I've been searching on pubmed and web of knowledge. Always with the words lumbosacral spondylolysis. I also searched on google scholar, with the same searchwords. I’ve tried to base on the most quantified articles.
Lumbar spondylolysis is an anatomic defect in the pars interarticularis or isthmus. It is usually asymptomatic. However, it may cause low back pain or sciatica secondary to muscle or ligament strain, spinal or foraminal stenosis, facet degeneration or related disk degeneration, and herniation. It is considered to be formed secondary to repetitive stress or trauma. Although it has been reported that genetic factors are important in the development of isthmic spondylolisthesis, predisposing anatomic factors in the formation of spondylolysis have not been clearly revealed yet.
Lumbosacral spondylolysis is most common at L5, accounting for 85% of all cases, and may be observed as high as L2.Therefore, a slip is most common at the level of L5 slipping forward on S1. Lumbosacral spondylolysis is the cause of the most common type of spondylolisthesis.
Numerous hypotheses have been proposed on the etiology of lumbosacral spondylolysis, as follows:
• Separate ossification centers
• Fracture during postnatal life
• Stress fracture
• Increased lumbar lordosis
• Impingement of the articular process on the pars articularis
• Weakness of supporting structures
• Pathologic changes in the pars articularis
• Dysplasia of the pars interarticularis
However, mechanical factors are widely believed to be the cause or at least the trigger of the development of lumbosacral spondylolysis, especially when congenital abnormalities are present.
When the defect in the pars interarticularis is not associated with a forward displacement, the term spondylolysis applies. The term spondylolisthesis is derived from spondylos and listhesis, meaning movement or slipping, and refers to the slipping forward of one vertebra on the next caudal vertebra.
You can diagnose spondylolysis by checking your posture and the amount of movement in your low back. Checking which movements cause pain etc. Often X-rays are ordered, so the doctor can see which verterbra is slipping.
Physical Therapy Management
Most of the time there is a non-surgical treatment started. This treatment may include rest, anti-inflammatory medication to reduce the swelling, drugs to reduce pain, a brace for stabilization and physical therapy. This physical therapy is needed to improve your strength and flexibility. In the therapy your patient need to do ADL, so he can move on with his normal life without pain. First, the exercises you learn, may be gentle stretches or posture changes to reduce pain. Afterwards more aerobic exercises are recommend, for example cycling, swimming.

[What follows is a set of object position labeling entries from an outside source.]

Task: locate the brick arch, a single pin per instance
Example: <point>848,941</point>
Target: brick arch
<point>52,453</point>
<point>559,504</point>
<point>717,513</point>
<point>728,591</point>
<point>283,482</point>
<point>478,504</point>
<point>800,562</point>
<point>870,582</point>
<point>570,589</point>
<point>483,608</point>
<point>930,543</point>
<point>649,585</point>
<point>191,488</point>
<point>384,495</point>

If the doctor diagnoses an acute pars fracture that has the potential to heal, it may be recommended that you wear a rigid back brace for two to three months. This usually occurs in children and teenagers who begin having back pain and see their doctor early on.
emedicine. (2011, 05 06). Opgehaald van lumbosacral spondylolysis: http://emedicine.medscape.com/article/95691-overview#a0101
Group, M. M. (2011). A Patient's Guide to Lumbar Spondylolisthesis. Opgehaald van Orthopod: http://www.eorthopod.com/content/lumbar-spondylolisthesis
spondylolisthesis, A. i. (2010). North american spine society .
Wilkins, L. W. (2011). Evaluation of the Relationship Between L5-S1 Spondylolysis and Isthmic Spondylolisthesis and Lumbosacral-Pelvic Morphology by Imaging via 2- and 3-Dimensional Reformatted Computed Tomography. Journal of Computer Assisted Tomography , 9-15.